Inside the Animal Rights Organization the FBI Considers a Terrorist Group
FOIA docs reveal that the FBI has been keeping an eye on the Animal Liberation Front for decades.
In December 2012, two front-desk clerks at the Inn at Little Washington (pictured above), a posh hotel and restaurant in Washington, Virginia, received some strange and threatening phone calls. "All hell will be unleashed," the male caller said in one. "We are watching you." He had a single demand: that the restaurant stop serving foie gras—goose or duck liver that is fattened by force-feeding the bird.
A few days later, he called the inn back, this time arguing with the desk clerk about another item on the menu. In addition to getting rid of the foie gras, the restaurant, he said, needed to immediately stop serving rabbit. He said that if the inn failed to comply, the group he worked for would spray-paint the hotel red and burn it down.
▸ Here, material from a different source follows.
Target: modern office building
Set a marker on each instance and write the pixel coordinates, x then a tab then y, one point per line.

The caller indicated that he knew where all of the hotel's employees lived, saying, "You've been warned."
According to 44 pages of FBI documents that I obtained by FOIA request, the caller was a representative of the Animal Liberation Front, known as ALF, a 40-year-old animal rights organization. The agency has designated the group a terrorist organization.
The FBI has been investigating the ALF for decades, so its special agents routinely generate new reports on the leaderless movement's activism. In 2004, John E. Lewis, a deputy assistant director at the FBI, testified before the Senate Judiciary Committee and said that ALF, the Earth Liberation Front (ELF), and "related groups have committed more than 1,100 criminal acts in the United States since 1976, resulting in damages conservatively estimated at approximately $110 million."
At the time, Lewis went on to say that ALF and ELF "have become the most active criminal extremist elements in the United States." A year later, he appeared before another committee and said ALF and ELF are among "today's most serious domestic terrorism threats." That sort of rhetoric convinced Congress to support strict federal criminal statutes pertaining to domestic terrorism, so that ALF and ELF would be treated no differently from al Qaeda.
These files detail the incident at the Inn at Little Washington and reveal how the FBI's counterterrorism division handled the threatening phone calls made by the animal rights activism group.
1. "FIG" stands for "Field Intelligence Group." It is a working group within the bureau that takes "raw information from local cases and make[s] big-picture sense of it," according to the FBI's website. There is one FIG for each of the bureau's field offices, and they "fill gaps in national cases with local information… and share their findings, assessments, and reports with fellow FIGs across the country and with our partners in law enforcement and intelligence to, say, shut down that money laundering scheme or keep a bomb from going off." This document was directed to them.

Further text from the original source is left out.